I had my extension agent come out and go over my property. We talked about corn (the guy just below me grows it annually). He said that my ground would not grow corn like the ground below without a lot of heavy inputs because of the shallow soil. I've tried corn here and it is stunted. Does anyone have any tricks for getting good corn out of low quality land?


----------



## fishhead

Maybe try building your soil by planting legumes and adding organic matter.


----------



## silverseeds

yeah this can work well for corn, Ive also known people who have done it with small plots. Seems to me it is because its one of the crops it is still easy for the farmer to get most of the final sale price from. People will stop their car just for the sweet corn. 

Tomatoes have also worked well for some I have known on small plots. Your going to want something tasty you know does well in the area. beans will also probably work pretty good for most, if your good at picking them, but probably wont get many to pull over. Sweetcorn is the best, but a mix might draw more people, and in my experience those three seem to do pretty well about anywhere. Pumpkins for holloween seems to be a good one as well, IF your not trying to compete with some larger local pumpkin farm, and you have a nice jackolantern style pumpkin reliable in your area. I was thinking snow peas might be something good to sell along with fall pumpkins...

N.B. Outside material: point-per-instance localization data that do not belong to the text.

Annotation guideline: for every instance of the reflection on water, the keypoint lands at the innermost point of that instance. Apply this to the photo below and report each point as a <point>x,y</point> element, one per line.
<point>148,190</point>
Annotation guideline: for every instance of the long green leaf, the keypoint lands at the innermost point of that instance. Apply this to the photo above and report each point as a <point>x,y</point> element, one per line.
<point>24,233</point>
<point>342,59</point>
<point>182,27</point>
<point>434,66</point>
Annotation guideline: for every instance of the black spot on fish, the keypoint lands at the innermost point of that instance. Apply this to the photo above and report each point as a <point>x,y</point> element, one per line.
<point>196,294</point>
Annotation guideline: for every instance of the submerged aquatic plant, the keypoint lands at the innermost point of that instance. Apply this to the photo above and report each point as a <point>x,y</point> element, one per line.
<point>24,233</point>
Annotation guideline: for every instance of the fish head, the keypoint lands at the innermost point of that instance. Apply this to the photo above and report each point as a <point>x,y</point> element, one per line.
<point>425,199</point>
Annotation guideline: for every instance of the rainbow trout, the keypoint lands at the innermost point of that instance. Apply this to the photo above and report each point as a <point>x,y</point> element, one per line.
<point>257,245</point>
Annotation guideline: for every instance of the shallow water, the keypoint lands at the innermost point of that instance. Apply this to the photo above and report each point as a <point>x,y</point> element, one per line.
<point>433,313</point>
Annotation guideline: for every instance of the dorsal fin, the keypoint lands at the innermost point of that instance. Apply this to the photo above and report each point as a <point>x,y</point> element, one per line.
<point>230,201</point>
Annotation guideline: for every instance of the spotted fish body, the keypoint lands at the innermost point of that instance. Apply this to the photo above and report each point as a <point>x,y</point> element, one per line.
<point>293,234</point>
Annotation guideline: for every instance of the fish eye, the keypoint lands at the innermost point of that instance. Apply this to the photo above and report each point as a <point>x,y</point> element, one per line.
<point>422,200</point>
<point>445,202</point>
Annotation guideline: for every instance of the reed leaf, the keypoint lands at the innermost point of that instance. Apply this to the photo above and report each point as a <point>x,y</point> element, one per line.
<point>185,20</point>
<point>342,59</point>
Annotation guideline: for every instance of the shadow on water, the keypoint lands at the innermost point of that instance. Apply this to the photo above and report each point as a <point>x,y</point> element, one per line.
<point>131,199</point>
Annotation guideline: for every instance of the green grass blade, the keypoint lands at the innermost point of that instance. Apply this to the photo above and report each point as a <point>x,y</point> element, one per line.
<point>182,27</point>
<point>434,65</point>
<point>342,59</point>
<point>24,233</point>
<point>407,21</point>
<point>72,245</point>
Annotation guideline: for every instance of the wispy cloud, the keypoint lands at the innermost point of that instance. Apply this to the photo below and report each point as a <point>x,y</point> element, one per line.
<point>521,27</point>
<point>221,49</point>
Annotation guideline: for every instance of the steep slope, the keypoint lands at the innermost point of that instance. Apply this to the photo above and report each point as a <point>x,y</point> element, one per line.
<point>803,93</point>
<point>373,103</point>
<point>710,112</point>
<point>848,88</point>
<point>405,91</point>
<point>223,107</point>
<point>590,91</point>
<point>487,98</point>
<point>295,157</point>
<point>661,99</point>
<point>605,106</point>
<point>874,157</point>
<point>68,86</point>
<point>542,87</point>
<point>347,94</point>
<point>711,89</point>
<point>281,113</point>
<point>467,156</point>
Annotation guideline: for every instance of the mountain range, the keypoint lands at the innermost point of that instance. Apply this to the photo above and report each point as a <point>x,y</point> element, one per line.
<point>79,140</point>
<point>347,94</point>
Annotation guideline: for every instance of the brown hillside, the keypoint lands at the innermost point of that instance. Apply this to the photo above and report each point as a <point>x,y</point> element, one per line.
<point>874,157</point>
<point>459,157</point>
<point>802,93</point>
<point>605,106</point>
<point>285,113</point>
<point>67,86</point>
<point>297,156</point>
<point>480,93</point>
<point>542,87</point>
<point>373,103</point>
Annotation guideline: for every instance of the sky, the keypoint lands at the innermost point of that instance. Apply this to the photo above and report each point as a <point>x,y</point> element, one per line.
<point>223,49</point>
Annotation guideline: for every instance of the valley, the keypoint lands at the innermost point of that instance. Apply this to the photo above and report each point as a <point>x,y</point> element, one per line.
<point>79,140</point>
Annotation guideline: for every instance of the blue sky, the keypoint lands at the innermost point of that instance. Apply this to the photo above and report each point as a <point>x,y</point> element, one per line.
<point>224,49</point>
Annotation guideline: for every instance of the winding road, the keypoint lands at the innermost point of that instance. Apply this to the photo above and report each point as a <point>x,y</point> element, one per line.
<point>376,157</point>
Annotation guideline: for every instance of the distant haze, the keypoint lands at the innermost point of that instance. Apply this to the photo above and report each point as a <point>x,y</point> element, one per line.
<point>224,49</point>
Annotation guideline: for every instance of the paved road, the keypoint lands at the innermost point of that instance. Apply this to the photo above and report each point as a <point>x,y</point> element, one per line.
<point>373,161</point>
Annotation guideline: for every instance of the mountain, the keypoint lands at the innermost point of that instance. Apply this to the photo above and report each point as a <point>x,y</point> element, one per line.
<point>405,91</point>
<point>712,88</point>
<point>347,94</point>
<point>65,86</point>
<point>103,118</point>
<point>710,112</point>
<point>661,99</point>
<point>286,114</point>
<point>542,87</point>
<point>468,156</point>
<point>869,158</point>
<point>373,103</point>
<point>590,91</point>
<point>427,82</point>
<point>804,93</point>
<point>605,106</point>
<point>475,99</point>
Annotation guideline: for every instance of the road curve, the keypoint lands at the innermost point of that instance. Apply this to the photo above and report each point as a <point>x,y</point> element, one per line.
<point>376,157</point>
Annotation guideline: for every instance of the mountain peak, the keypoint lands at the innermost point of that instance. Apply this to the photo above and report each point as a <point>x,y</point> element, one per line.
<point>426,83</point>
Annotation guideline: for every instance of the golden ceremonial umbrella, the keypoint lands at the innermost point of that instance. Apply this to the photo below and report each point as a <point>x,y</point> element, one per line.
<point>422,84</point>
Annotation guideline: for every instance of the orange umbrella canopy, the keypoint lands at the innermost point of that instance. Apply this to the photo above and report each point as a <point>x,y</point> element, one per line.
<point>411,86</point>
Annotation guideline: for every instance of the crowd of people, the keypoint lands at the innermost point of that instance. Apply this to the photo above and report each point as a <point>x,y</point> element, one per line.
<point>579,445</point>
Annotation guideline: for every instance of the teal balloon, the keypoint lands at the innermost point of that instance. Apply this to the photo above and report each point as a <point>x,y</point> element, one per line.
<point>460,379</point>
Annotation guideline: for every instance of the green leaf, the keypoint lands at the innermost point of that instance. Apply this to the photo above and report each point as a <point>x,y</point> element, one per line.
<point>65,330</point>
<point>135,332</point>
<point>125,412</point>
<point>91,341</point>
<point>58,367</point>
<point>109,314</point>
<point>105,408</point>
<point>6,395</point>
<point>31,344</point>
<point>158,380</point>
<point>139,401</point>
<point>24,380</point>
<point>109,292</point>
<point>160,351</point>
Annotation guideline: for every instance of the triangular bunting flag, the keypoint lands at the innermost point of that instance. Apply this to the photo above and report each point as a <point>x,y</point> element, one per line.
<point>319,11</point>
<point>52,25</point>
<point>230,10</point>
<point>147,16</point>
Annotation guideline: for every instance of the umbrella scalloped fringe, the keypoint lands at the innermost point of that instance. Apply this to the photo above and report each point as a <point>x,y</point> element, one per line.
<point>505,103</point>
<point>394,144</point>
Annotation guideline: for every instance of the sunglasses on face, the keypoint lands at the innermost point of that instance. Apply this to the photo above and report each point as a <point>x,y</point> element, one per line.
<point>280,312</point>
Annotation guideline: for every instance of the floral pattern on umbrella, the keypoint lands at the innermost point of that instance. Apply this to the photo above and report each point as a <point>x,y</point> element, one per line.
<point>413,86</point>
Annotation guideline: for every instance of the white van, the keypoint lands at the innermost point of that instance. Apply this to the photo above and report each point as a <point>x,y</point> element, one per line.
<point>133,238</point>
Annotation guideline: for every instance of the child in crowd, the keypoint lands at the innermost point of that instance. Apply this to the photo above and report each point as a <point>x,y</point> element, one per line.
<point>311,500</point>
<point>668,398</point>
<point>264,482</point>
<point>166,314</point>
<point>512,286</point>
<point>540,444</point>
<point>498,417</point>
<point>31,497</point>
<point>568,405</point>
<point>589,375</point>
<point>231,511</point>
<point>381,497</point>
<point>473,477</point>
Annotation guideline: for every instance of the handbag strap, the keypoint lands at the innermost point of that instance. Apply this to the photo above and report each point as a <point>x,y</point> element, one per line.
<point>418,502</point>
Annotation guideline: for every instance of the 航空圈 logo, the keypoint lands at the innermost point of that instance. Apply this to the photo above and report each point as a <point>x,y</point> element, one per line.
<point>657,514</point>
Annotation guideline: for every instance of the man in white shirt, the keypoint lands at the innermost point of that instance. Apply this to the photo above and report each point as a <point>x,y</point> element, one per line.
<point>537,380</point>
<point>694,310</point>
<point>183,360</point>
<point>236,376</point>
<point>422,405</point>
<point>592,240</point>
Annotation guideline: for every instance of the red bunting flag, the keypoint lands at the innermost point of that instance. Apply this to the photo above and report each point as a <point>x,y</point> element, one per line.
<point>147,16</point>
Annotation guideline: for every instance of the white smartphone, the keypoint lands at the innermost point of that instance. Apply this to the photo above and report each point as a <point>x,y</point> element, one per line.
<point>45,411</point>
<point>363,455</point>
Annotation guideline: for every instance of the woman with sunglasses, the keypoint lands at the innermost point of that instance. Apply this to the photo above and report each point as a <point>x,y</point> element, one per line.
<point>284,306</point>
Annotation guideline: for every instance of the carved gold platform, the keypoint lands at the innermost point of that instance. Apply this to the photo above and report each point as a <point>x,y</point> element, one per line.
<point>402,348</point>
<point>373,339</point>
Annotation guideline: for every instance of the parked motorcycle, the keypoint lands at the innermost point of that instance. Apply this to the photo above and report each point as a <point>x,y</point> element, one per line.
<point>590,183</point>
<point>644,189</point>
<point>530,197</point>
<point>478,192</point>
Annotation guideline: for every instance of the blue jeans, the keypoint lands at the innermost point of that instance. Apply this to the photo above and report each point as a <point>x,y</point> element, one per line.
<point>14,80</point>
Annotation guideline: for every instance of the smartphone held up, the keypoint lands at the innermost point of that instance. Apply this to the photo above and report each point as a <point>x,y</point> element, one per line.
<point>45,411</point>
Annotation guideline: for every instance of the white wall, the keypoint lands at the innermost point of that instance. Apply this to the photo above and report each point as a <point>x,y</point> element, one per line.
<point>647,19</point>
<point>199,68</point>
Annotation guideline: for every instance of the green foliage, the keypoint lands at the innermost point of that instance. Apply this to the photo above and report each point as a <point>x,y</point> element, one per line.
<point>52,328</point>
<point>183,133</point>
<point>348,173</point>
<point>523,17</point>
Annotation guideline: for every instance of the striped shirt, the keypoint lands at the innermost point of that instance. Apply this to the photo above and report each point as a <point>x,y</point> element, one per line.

Edited to add: I was also talking to some folks who added garlic to their line up recently, and Im told for the amount of work involved, it pays pretty well. Of course I doubt anyone will stop just to buy garlic, but if your selling something else already, Im told it can have pretty good margins and sells reliably.


----------



## mplatt4

rotating does help legumes put nitrogen back in the soil but you can only benefit with then for so long if you keep planting them also in the same place they will not keep putting as much in the soil. also you need to watch planting crops after other crops that have similar pest like cut worms and root worms
to boost the soil you can use old hay or straw and manure but you must plow manure in as soon as possible or you dont get much help because rain will leach the nutrients out of it fast. also beware that it takes nitrogen out og your soil to break down and compost green matter so try to let it compost some before applying it


----------



## Cygnet

Small watermelons should still sell. Lots of people don't want to buy a 20 pound melon. In fact, you might try some of the melons bred to produce small, prolific, fruit. Bet they'd do just fine as far as selling goes.


----------



## idigbeets

You have enough manure from hogs and chickens to cover 5 acres? I assume you have a manure spreader, bucket loader, etc?

I'm just asking to make sure others know that fertility doesn't magically get from barn to field without some serious labor. 

What varieties did you plant so that you didn't have 100,000 ears of corn all ready at the same time (corn has a short shelf life imo)... did you keep it cool after harvest... we all know corn should be stored cool and sold on ice...

5 acres, 100,000 ears at $3/dz = 25,000. Not a bad income, I'm doing something similar next year but only an acre.. I have a 2 row corn planter.. trying to find a manure spreader as I have lots of composted horse manure to move.


----------